Among the major pro teams in North America, only one team has had more coaching changes than the Nets, Pistons and Knicks: the New York Islanders, with 13 different hires.
One outlier is the Los Angeles Lakers, who have a winning percentage above .500 over the last 20 years despite the fact that they’ll be on their eighth coach once they hire Luke Walton’s replacement this summer.
The study also looked at individuals who were fired by one team but then resurfaced as the head coach of another franchise.
Only one person has been the head coach for five different NBA teams in the last 20 years: Mike D’Antoni, who’s led the Denver Nuggets, Phoenix Suns, New York Knicks, Los Angeles Lakers and Houston Rockets. He won the NBA’s Coach of the Year award twice (in 2004-05 and 2016-17), and he’s coached his team to 50 or more wins in seven different seasons.
D’Antoni and Edmonton Oilers head coach Ken Hitchcock are the only two coaches who have led five different squads in one of the major professional leagues over the last 20 years.
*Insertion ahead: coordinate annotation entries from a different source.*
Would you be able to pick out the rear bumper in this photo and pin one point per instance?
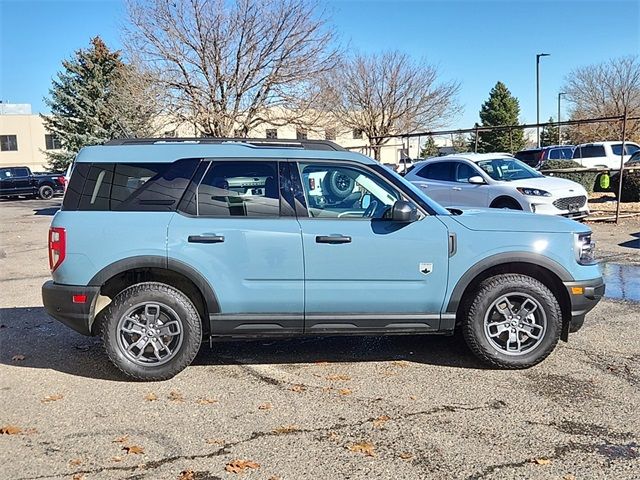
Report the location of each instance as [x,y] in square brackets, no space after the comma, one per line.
[584,295]
[58,302]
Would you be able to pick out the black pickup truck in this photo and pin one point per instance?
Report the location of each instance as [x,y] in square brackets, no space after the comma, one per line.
[20,182]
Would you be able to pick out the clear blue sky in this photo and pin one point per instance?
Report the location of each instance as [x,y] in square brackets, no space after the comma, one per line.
[474,42]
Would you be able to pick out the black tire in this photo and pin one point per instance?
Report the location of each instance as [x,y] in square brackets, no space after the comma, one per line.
[480,307]
[45,192]
[168,299]
[507,203]
[338,185]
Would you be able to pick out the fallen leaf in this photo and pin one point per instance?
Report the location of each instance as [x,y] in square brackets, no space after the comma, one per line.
[10,430]
[133,449]
[378,422]
[286,429]
[214,441]
[239,466]
[186,475]
[52,398]
[176,396]
[365,448]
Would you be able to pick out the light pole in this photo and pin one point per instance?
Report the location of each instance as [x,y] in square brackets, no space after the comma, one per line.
[538,55]
[559,126]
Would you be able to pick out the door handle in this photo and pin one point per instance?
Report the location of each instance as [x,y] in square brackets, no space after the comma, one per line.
[205,238]
[333,239]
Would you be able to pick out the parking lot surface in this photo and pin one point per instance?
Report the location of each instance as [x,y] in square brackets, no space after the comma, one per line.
[357,407]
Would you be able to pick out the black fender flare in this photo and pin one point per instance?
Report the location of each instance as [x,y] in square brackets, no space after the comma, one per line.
[161,262]
[533,259]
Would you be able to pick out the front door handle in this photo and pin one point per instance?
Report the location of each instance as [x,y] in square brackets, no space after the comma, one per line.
[206,238]
[333,239]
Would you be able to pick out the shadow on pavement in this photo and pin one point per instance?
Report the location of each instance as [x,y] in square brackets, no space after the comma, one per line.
[47,344]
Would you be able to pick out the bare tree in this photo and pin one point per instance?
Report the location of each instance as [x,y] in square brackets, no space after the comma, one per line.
[233,64]
[604,90]
[388,94]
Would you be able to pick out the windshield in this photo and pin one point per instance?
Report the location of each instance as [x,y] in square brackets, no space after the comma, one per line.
[507,169]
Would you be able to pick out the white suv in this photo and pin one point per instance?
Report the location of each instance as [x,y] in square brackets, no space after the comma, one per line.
[497,180]
[603,154]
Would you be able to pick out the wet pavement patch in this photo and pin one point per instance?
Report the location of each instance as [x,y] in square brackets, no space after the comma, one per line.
[623,281]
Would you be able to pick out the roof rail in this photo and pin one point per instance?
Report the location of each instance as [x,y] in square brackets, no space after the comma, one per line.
[255,142]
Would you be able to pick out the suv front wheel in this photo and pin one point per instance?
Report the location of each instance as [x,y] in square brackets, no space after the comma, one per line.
[513,321]
[151,331]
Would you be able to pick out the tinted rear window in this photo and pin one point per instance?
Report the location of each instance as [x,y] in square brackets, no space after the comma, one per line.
[128,186]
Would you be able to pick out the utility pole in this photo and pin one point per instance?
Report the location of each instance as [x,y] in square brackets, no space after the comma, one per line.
[559,126]
[538,55]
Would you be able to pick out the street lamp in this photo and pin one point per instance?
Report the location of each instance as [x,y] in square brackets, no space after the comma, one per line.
[559,126]
[538,55]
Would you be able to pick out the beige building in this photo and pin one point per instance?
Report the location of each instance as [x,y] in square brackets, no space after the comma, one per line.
[24,140]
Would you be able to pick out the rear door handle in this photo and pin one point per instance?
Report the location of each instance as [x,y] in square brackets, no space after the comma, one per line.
[333,239]
[206,238]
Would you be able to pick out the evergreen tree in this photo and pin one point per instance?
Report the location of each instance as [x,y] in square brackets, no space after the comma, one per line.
[501,108]
[429,149]
[86,100]
[549,135]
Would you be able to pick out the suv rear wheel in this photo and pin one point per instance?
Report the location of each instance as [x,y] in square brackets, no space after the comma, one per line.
[514,321]
[151,331]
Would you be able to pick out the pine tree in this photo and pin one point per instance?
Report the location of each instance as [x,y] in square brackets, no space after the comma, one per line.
[501,108]
[429,149]
[549,134]
[86,102]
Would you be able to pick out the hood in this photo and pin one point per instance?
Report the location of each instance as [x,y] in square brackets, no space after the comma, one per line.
[551,184]
[498,220]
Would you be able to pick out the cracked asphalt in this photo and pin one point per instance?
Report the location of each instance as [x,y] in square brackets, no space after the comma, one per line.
[357,408]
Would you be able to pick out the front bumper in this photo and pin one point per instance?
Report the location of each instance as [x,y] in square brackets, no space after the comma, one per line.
[584,295]
[58,301]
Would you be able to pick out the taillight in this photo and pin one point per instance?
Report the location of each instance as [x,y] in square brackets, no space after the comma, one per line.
[57,247]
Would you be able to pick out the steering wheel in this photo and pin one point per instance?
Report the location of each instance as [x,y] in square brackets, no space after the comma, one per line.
[371,209]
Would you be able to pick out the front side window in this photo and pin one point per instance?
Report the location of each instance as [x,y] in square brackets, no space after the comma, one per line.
[341,191]
[240,188]
[8,143]
[507,169]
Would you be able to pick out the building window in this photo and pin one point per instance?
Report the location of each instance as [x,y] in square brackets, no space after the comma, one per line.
[52,142]
[8,143]
[330,134]
[272,133]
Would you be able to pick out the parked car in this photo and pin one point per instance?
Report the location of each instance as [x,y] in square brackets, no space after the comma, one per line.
[498,181]
[535,157]
[603,154]
[20,182]
[160,245]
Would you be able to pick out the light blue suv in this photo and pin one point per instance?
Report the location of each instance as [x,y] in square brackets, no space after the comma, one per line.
[161,244]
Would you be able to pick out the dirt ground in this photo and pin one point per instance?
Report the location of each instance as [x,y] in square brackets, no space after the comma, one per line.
[317,408]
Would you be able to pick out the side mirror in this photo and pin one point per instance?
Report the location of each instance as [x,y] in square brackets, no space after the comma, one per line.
[404,212]
[477,180]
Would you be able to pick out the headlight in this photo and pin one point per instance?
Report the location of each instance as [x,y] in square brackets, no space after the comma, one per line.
[585,249]
[533,192]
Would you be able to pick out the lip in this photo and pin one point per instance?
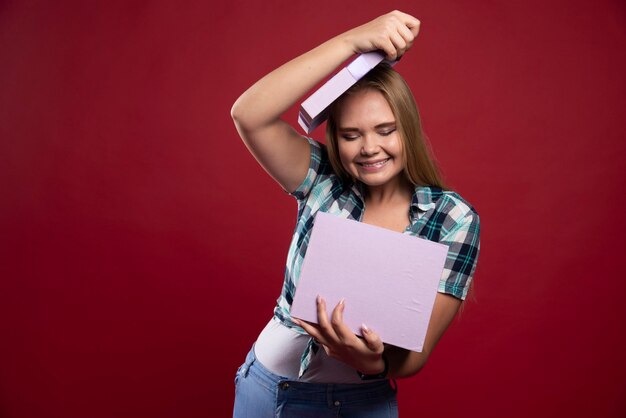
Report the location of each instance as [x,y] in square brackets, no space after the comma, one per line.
[371,167]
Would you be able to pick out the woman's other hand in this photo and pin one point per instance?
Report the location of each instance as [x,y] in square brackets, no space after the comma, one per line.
[393,33]
[363,354]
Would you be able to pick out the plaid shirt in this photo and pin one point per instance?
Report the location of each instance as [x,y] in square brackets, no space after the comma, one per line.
[435,214]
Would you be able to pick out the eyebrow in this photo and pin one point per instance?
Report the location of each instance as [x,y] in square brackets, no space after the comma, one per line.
[379,126]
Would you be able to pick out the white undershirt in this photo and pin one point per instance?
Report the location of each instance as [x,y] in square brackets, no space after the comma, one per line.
[280,348]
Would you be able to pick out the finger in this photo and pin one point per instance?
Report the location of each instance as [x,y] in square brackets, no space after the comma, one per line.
[324,328]
[406,34]
[409,21]
[372,340]
[399,44]
[389,49]
[343,332]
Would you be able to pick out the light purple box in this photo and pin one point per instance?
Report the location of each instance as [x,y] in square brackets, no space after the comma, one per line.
[314,110]
[389,280]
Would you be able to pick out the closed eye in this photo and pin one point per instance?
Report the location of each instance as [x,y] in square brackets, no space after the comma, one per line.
[387,132]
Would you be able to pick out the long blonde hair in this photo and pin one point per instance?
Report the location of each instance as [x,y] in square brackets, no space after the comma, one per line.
[419,167]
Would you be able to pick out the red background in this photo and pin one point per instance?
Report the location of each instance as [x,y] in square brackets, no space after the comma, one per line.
[142,248]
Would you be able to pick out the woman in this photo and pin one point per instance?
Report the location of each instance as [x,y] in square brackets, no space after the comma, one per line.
[377,170]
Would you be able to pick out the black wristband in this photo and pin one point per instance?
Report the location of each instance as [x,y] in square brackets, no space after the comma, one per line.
[380,375]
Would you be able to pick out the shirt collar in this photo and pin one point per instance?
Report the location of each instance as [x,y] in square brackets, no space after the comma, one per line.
[423,200]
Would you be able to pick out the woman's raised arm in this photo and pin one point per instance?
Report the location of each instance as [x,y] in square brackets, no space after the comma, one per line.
[280,150]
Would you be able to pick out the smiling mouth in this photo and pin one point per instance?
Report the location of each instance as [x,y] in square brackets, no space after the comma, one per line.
[377,164]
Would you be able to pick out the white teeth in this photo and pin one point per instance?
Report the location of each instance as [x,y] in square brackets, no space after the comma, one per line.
[378,164]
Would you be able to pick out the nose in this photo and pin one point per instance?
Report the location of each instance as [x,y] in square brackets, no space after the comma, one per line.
[369,145]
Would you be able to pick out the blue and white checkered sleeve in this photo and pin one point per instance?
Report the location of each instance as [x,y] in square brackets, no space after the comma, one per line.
[463,241]
[314,167]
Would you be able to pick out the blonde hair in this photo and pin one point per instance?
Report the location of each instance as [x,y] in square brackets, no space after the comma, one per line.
[419,165]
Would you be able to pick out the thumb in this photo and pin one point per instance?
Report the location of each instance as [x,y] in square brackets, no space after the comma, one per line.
[372,340]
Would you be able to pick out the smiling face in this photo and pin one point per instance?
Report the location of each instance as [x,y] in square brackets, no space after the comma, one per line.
[369,145]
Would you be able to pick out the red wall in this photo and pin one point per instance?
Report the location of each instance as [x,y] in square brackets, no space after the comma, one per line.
[142,248]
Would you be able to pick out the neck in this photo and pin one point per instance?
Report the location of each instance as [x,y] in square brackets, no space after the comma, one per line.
[402,190]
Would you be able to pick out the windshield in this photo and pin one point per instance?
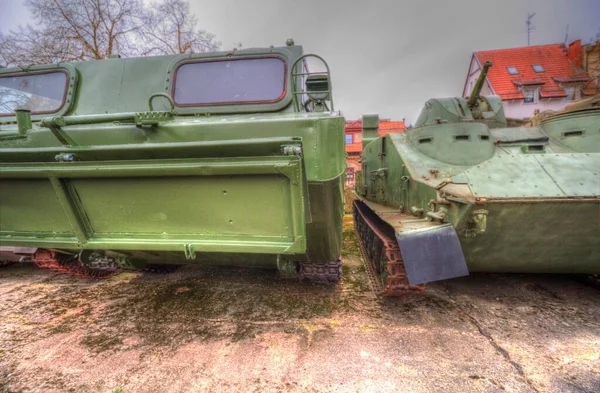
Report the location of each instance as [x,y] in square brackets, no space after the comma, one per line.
[41,93]
[231,81]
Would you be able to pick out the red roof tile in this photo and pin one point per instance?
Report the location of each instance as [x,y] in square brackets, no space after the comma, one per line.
[385,126]
[553,58]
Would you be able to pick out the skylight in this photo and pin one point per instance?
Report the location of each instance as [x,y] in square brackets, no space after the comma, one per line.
[512,70]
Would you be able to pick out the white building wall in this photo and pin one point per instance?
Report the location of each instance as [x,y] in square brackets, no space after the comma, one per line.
[517,109]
Alvin Gentry, Byron Scott, Larry Brown and Scott Skiles each coached four different teams over the last two decades. Gentry is the only active NBA coach out of that group; he’s currently the head coach of the New Orleans Pelicans.
There are 19 coaches in the NBA who have led three teams over the last 20 years. That means there are 24 NBA head coaches who have led three or more teams over that stretch, which is five more than the next-closest league (the NHL).
So while NBA coaches may constantly be worried about losing their job because there’s so much turnover, they have a better shot at being hired by another NBA team if they are relieved of their duties.
In the NFL, it seems head coaches don’t get nearly as many opportunities if they struggle early on. Wade Phillips is the only one NFL coach who has led four teams over the last 20 years and there are just seven coaches who have coached three or more teams over that stretch, which is by far the lowest of any major league.